In an announcement to the ASX, AP Eagers said following a strong first quarter it expects to achieve a record underlying net profit before tax of between $54 million and $58 million, when it reports its half-year results later in the year. The mid-range of its guidance would imply a 22% jump over its 2014 first half result of $46 million.
AP Eagers underlying profit before tax excludes acquisition costs and asset fair value adjustments.
As noted in February – when the group reported a 19.9% jump in full year profit – a severe hail storm in November 2014 generated significant activity for new and used cars, and parts sales in south east Queensland during the first quarter of 2015.
"As experienced in other significant weather events, this activity is likely to have pulled forward some future demand," the company said in its ASX announcement.

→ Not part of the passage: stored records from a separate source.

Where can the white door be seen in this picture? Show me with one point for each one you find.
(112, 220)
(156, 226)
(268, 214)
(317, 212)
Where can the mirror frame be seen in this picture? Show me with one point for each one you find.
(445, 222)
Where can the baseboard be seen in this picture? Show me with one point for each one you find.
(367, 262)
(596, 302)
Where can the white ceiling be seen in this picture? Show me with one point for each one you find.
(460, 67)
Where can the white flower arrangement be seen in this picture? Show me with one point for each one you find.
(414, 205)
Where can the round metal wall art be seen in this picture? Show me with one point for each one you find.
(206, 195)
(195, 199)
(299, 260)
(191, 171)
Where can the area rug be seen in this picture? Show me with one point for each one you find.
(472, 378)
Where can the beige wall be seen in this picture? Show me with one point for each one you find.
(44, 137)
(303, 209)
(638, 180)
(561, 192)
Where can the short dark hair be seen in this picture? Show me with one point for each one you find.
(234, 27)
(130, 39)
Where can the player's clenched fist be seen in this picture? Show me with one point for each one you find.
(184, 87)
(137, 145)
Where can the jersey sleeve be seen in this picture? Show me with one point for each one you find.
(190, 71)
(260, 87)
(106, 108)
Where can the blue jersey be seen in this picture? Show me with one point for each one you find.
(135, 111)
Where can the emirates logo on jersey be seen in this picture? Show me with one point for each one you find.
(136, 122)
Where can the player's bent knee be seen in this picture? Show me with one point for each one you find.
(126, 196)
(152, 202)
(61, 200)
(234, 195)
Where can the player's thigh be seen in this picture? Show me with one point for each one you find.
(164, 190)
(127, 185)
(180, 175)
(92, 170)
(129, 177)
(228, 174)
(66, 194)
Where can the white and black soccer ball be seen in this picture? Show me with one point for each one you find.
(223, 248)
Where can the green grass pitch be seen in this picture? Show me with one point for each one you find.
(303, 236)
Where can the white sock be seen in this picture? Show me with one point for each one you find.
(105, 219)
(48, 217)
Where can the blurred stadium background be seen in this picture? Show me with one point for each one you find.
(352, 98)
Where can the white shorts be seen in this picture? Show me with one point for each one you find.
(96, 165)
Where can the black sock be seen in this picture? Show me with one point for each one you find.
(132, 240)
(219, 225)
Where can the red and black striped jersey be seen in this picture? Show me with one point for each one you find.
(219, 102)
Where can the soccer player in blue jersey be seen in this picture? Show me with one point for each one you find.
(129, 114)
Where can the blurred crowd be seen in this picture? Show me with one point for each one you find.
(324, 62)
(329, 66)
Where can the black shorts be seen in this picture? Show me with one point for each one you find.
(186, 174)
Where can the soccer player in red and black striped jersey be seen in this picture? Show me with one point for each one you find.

In addition, strong performance from the group's New South Wales business coupled with better economic conditions continues to buoy future growth.
Is AP Eagers a bargain?
Up 74% during the past year – compared to a 9.7% return from the S&P/ASX200 (ASX: XJO) (Index: ^AXJO) – AP Eagers shares have run hard on the back of acquisitions and consumers' willingness to make big ticket purchases during the current low interest rate environment. However, Automotive Holdings Group Ltd (ASX: APE) shares haven't performed nearly as well. AP Eagers owns 19.9% of Automotive Holdings Group.
Whilst the near-term outlook for both companies appears bright, Automotive Holdings Group appears a better buy in my opinion. Not only is it cheaper (on a relative basis), but it currently offers a dividend yield of 5%, fully franked.